(NewsNation Now) — A day after a coroner announced Gabby Petito died by “manual strangulation/throttling,” a forensic expert said DNA evidence will be key in finding out who killed her — if any still exists.
“The FBI did collect DNA specimens, we really don’t know whether those specimens are going to reveal anything,” said forensics Professor Larry Koblinsky. “First of all, [Petito’s body] may be so decomposed that the DNA is going to be useless. On the other hand, the likelihood is that there will be DNA present.”
Petito died some time after Aug. 25, apparently while she and her boyfriend, Brian Laundrie, were on a cross-country road trip. The 22-year-old was reported missing Sept. 11 by her parents after she did not respond to calls and texts for several days. Petito’s body was found Sept. 19 just outside Grand Teton National Park in Wyoming.

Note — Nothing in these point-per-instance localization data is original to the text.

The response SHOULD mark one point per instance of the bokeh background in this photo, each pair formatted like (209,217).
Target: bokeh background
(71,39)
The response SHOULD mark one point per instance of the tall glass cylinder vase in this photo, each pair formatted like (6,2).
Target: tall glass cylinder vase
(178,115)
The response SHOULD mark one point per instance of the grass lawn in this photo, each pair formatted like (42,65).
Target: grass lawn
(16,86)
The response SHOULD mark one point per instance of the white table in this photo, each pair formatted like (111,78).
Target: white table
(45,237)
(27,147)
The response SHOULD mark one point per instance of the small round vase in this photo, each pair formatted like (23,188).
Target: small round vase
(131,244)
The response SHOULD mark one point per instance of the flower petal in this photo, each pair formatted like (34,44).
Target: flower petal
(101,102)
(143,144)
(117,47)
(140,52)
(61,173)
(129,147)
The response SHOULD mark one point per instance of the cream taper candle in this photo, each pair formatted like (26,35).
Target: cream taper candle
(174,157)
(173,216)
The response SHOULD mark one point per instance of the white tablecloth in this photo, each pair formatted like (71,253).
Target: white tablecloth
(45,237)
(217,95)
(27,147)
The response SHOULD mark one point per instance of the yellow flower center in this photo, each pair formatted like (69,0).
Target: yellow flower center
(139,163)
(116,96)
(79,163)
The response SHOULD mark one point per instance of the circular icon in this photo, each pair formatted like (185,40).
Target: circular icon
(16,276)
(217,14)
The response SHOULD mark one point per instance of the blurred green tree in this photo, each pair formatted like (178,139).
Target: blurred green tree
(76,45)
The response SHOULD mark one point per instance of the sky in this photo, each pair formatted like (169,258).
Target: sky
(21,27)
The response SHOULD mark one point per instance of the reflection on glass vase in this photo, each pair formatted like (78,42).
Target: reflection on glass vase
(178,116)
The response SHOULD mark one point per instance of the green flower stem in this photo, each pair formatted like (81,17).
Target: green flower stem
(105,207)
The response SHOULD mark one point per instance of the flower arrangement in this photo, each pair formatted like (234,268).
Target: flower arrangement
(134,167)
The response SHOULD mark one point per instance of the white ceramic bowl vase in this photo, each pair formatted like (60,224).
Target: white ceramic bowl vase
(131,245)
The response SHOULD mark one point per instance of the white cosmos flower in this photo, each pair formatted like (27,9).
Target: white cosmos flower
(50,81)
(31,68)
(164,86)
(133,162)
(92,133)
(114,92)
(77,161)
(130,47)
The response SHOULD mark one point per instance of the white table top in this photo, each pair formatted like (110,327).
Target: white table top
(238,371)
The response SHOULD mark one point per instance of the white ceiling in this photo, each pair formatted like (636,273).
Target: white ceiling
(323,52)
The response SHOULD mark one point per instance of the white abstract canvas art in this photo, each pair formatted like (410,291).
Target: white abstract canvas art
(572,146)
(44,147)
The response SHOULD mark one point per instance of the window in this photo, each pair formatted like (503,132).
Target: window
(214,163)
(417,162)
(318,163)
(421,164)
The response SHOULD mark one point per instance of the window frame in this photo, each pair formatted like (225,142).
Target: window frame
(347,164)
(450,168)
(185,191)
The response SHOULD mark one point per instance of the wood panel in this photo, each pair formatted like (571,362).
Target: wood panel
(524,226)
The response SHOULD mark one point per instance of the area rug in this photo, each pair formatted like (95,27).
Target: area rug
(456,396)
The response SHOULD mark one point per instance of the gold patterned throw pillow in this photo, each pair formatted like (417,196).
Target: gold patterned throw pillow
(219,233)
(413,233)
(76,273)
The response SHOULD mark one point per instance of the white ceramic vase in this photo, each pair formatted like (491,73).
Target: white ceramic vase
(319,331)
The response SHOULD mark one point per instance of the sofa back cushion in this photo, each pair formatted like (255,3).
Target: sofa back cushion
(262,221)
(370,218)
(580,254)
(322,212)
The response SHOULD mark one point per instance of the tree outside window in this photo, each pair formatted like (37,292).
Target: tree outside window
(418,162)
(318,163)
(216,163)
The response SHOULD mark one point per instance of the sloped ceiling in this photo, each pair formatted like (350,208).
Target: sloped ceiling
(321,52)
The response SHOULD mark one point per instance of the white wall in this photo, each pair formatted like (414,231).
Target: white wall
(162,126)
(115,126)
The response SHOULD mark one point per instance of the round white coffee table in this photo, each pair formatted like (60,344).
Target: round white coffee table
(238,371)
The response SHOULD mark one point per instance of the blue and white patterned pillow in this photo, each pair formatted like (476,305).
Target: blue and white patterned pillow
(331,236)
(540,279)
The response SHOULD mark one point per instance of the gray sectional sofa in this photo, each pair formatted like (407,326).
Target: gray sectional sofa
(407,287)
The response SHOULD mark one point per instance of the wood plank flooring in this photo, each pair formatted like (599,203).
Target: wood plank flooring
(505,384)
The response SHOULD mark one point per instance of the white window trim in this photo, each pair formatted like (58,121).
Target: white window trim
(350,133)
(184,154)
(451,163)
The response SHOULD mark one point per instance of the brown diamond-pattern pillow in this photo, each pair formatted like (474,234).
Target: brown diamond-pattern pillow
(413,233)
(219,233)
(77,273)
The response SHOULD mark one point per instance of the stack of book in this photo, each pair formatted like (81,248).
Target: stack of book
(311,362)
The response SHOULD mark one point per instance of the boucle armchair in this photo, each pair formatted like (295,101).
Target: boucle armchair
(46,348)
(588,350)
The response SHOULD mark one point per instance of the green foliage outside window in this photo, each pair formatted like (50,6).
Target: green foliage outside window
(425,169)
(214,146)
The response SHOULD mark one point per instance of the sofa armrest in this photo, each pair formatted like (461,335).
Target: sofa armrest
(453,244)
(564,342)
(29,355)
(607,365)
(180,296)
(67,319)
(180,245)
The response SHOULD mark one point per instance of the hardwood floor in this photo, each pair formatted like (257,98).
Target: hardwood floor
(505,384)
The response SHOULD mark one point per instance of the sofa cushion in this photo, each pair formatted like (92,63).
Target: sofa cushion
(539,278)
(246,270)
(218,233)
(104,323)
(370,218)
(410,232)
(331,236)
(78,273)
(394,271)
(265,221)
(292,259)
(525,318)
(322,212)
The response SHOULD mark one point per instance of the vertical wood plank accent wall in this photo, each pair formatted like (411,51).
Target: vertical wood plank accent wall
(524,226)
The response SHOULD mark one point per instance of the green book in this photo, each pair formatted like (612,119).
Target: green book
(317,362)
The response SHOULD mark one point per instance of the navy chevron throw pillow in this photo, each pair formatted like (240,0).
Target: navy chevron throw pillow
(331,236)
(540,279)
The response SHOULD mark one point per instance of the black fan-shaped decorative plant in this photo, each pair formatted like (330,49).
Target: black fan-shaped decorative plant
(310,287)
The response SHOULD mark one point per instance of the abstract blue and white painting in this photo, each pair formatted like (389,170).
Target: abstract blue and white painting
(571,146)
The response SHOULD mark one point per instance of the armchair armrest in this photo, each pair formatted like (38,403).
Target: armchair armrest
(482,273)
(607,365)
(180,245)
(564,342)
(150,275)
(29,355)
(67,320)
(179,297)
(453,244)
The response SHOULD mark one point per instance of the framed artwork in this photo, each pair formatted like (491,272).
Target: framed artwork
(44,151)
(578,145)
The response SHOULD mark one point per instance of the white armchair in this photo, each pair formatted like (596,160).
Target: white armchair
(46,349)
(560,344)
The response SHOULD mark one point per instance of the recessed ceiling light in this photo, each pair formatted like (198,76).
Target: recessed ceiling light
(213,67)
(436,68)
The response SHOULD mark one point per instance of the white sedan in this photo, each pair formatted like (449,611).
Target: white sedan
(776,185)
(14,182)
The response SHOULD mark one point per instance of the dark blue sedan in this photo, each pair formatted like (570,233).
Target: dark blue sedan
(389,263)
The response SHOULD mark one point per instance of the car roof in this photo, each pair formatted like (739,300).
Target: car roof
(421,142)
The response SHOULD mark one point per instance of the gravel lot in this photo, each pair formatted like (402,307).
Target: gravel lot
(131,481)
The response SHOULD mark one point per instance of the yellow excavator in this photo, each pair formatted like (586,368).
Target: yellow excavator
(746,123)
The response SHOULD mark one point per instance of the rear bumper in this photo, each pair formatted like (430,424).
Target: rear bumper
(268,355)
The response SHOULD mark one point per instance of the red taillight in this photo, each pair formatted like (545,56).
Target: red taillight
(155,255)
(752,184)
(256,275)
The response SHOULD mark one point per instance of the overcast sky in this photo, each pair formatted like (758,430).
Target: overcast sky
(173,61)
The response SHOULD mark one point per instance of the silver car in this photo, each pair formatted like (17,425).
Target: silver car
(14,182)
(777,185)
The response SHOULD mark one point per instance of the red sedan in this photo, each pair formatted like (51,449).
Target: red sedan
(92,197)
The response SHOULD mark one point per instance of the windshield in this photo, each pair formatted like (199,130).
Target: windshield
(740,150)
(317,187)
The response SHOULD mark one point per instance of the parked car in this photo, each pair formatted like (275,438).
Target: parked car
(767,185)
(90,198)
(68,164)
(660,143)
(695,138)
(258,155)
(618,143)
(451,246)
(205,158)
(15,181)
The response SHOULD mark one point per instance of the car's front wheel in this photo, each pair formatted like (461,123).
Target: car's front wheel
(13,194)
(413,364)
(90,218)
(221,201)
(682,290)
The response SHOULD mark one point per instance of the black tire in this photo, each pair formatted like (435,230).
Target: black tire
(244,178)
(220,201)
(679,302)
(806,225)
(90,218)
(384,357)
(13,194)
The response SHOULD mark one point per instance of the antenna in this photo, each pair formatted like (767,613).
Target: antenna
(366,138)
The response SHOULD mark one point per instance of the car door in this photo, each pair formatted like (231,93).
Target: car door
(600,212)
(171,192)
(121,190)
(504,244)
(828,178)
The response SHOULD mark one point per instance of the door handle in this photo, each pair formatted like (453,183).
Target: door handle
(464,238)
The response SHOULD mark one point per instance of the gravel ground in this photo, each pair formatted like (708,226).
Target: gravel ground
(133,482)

Koblinsky believes that given the manner of Petito’s death, there could be more DNA evidence available than in other homicides.
“If the hands were on the neck, there’s going to be a transfer of skin cells from the hands and the fingers,” Koblinsky said.
However, Koblinsky noted that Laundrie and Petito were in a relationship and had been driving across the country in a tightly packed van. There’s little doubt Laundrie’s DNA would be present on Petito in some form, so the DNA gathered from the area of her strangulation would ultimately be the most valuable to investigators.
“If you see fingerprint impressions around the neck, that’s the area to take DNA from … under those impressions,” Koblinsky said. “Surely there’s going to be his DNA. Brian Laundrie’s DNA is maybe all over [Petito’s] body. I wouldn’t say that that’s a significant finding. But finding his DNA under those fingerprint impressions on the neck could be damning. And that would be very important to litigation.”
On Sept. 15, Florida authorities say Laundrie was named a person of interest in Petito’s death. Laundrie’s parents, through their attorney, said Oct. 5 they now believe the last time they saw Brian was Sept. 13.
On Sept. 17, their attorney initially told the news media his parents last saw him Sept. 14.